A few months later she called me in a panic. “We can’t break her fever. I think we have to give her Calpol. How can live with myself?!”
I smiled through my tears. Our eldest son was six months old at the time. He had had intravenous antibiotics at birth. Life saving medicine that kick started his lungs and came with a little teddy bear to put in your child’s cot. Antihistamine, painkillers and everything in between. All at less than a day old.
Today, at age seven, he is the healthiest, most wonderful little man you will ever have the privilege of meeting. Believe me. All you have to do is look into his shiny eyes as he shakes your hand and introduces himself with a grin and you’ll see what I mean.
“My friend,” I said through my gentle tears at her pain and my own, “You are an amazing mum. You’ve had the most perfect experience. Your little girl is SO lucky to have never needed medicine. But it won’t kill her, I promise. You’ll be fine. She’ll be fine. Just give her five mls and put her down to sleep.”
There is no perfect baby.
No matter your birth plan, there is no perfect birth.
There is definitely no such thing as a perfect child. Or parent. Or parenting book.
There is no such thing as a one-size-fits all routine / parenting guide / manual for your little one.

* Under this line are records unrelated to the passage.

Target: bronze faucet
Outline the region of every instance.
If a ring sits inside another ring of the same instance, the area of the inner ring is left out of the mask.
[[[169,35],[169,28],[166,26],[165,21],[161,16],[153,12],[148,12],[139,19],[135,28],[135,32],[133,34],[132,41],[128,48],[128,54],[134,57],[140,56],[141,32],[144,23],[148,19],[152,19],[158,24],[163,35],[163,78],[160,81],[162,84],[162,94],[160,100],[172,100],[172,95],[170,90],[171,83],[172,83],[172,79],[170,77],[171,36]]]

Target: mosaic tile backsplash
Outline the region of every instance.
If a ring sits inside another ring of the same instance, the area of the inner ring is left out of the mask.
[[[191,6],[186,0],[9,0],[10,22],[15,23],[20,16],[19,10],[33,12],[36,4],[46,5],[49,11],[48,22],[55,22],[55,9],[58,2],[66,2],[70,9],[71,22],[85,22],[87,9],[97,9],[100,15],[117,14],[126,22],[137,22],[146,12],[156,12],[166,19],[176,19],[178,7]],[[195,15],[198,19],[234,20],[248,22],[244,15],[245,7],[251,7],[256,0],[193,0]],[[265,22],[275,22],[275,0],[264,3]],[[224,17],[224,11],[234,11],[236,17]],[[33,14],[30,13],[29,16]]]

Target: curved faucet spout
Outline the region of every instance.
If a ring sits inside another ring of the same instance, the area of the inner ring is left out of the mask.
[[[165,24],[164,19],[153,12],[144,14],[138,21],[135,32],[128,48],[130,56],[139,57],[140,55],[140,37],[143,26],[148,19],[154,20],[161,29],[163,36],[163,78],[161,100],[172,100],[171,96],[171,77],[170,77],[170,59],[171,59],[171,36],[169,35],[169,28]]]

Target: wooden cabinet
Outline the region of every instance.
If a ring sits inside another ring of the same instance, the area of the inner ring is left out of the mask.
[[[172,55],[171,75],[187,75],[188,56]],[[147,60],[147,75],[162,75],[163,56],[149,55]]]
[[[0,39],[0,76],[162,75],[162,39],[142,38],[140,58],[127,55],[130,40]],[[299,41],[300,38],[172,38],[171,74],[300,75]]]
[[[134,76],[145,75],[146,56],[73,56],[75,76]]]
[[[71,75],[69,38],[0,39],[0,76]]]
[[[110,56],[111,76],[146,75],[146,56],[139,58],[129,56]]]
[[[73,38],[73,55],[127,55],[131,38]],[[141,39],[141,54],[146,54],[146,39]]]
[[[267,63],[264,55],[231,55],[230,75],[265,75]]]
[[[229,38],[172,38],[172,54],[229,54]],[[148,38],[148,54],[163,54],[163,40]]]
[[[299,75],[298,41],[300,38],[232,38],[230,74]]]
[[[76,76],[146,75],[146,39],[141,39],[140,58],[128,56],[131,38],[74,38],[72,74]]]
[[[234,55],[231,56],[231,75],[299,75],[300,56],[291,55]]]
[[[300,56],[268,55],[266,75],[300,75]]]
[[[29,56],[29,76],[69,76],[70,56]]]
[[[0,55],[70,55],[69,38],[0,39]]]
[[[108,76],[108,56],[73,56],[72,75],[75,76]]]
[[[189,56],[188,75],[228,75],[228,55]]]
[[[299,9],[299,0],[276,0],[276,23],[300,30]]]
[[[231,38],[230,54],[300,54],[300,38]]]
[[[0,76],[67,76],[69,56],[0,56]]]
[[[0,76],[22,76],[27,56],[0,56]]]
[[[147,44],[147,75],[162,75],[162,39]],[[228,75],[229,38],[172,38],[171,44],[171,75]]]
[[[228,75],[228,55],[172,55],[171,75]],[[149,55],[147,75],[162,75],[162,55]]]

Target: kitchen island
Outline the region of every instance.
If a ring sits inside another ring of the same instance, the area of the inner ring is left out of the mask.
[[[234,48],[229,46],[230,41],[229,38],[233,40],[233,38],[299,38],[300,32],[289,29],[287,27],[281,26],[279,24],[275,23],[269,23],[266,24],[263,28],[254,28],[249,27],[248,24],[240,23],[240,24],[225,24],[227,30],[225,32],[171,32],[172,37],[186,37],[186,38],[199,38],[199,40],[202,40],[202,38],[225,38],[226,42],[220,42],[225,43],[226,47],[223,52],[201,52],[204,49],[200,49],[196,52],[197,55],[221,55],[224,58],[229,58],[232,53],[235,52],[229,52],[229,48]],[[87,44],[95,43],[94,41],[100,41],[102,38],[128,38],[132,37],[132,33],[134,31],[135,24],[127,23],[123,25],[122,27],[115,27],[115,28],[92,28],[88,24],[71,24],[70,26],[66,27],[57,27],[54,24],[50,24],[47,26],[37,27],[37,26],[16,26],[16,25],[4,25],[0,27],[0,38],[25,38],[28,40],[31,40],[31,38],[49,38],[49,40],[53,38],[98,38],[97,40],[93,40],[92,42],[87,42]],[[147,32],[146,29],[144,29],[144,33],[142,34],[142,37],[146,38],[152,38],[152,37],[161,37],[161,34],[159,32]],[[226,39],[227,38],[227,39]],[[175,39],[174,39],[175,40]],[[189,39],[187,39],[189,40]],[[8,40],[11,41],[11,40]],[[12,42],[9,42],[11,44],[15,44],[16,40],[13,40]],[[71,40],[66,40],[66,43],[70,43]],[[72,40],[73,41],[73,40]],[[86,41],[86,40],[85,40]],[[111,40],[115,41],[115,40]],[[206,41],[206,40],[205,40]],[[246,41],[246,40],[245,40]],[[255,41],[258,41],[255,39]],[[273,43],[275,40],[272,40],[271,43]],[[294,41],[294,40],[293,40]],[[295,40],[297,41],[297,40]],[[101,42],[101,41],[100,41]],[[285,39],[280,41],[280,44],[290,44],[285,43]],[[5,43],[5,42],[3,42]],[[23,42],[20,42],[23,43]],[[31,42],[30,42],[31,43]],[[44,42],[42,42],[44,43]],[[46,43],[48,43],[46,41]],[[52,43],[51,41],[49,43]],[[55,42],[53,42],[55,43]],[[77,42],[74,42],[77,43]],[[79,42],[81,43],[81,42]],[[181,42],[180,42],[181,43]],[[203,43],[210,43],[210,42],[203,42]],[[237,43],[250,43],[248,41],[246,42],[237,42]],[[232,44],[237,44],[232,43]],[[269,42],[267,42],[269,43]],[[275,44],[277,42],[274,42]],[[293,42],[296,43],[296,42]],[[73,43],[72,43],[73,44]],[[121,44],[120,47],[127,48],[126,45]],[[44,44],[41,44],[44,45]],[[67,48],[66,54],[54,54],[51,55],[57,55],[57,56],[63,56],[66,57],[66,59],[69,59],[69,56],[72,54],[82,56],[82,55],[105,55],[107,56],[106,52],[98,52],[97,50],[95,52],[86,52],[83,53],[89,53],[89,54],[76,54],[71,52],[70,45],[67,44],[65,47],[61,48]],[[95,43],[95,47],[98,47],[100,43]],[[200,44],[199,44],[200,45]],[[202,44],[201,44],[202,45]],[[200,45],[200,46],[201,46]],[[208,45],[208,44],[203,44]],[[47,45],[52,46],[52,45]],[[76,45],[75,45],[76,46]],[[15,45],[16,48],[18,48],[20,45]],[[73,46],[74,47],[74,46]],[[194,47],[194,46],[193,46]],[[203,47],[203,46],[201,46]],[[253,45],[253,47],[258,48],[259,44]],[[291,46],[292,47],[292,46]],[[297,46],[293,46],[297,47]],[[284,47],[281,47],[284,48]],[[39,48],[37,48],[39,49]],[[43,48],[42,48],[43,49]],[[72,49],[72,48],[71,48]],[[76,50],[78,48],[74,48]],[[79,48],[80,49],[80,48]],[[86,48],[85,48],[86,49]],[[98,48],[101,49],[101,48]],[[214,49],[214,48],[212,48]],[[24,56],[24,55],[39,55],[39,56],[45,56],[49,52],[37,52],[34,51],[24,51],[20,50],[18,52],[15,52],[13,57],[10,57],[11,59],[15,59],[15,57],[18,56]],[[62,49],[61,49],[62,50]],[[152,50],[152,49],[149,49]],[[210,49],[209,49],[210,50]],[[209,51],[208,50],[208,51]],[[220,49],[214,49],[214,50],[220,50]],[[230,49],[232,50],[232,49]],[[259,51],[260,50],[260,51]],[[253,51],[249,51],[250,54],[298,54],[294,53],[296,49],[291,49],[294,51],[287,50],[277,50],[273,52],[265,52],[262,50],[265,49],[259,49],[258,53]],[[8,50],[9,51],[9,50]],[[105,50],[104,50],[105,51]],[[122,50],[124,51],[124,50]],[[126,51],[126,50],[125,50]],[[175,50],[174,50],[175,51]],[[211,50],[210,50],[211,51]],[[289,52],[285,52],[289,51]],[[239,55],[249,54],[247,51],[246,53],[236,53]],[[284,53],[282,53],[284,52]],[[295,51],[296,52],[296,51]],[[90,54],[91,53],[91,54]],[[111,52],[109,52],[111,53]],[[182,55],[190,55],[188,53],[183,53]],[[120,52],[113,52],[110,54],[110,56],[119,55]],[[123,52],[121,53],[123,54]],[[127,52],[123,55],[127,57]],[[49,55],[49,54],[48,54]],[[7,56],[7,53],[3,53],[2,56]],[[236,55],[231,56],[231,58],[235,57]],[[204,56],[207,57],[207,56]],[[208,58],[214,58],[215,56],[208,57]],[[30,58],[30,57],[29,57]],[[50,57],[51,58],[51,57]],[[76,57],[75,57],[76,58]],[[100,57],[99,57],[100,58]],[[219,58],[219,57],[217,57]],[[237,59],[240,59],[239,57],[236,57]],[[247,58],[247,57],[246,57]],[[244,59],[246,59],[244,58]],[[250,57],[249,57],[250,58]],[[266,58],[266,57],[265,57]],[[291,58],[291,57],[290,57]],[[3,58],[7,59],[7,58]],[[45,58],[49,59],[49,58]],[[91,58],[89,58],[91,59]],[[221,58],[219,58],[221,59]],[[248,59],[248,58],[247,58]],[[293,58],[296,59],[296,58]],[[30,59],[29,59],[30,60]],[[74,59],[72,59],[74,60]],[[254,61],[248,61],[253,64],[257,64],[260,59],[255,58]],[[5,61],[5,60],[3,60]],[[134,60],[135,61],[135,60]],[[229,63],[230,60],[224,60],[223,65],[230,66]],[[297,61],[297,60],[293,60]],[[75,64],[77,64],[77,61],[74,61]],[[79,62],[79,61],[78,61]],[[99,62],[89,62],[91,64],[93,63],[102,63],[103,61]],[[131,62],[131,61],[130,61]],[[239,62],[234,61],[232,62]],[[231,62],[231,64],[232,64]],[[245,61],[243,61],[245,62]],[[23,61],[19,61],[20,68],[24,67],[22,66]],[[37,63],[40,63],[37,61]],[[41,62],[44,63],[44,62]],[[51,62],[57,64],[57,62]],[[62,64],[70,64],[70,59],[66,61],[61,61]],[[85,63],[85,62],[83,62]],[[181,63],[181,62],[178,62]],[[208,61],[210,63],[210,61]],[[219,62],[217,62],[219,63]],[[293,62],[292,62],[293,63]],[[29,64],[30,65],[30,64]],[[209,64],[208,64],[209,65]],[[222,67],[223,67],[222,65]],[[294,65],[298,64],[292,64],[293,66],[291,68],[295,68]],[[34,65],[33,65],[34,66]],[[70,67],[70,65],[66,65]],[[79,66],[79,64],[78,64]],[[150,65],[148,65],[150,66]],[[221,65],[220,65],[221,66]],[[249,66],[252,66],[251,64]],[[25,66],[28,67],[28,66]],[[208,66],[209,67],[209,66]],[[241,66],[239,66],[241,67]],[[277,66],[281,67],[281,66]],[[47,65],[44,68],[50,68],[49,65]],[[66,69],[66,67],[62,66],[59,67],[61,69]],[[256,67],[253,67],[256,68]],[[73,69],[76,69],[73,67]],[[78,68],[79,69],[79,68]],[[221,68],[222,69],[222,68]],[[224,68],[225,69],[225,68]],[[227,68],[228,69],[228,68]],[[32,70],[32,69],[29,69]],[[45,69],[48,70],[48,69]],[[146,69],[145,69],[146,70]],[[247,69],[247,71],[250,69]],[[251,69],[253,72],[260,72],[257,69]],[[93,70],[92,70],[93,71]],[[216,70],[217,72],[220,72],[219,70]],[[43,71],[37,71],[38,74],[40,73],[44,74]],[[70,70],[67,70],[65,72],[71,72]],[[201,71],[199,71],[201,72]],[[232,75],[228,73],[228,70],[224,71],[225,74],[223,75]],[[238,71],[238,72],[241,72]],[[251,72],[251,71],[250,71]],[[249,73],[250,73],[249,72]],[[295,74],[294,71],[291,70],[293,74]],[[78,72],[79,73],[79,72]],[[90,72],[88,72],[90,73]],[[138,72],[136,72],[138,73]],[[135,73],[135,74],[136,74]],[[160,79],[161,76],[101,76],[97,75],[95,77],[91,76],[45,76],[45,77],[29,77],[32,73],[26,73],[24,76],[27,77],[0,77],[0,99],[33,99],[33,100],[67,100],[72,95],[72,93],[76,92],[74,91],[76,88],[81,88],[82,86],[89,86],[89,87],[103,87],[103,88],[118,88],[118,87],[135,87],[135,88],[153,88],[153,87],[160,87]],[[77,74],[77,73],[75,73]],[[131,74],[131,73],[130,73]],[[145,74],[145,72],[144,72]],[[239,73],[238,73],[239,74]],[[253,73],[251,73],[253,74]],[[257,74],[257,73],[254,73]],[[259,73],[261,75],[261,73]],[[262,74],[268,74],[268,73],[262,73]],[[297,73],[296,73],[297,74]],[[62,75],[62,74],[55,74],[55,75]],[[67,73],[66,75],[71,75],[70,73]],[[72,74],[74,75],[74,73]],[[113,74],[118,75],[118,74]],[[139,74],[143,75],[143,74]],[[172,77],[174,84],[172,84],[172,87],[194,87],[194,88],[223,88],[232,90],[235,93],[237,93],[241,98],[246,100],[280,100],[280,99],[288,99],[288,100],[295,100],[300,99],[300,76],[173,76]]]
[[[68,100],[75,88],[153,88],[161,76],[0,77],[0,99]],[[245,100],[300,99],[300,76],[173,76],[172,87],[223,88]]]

Nothing can prepare you for parenting. Nothing can prepare you for the sleepless nights. The hormones rushing through your body at warp speed. For the judgement… Your own. Others’. The media’s. Even the judgement you experience from the books you read, the antenatal courses you attend and your parents’ advice.
All the rules will go out the window. Believe me, they will. Especially if you’re reading this before having kids.
No matter how perfect you think you, your body or your baby are… something will go wrong. It will be hard. But you will make it through somehow.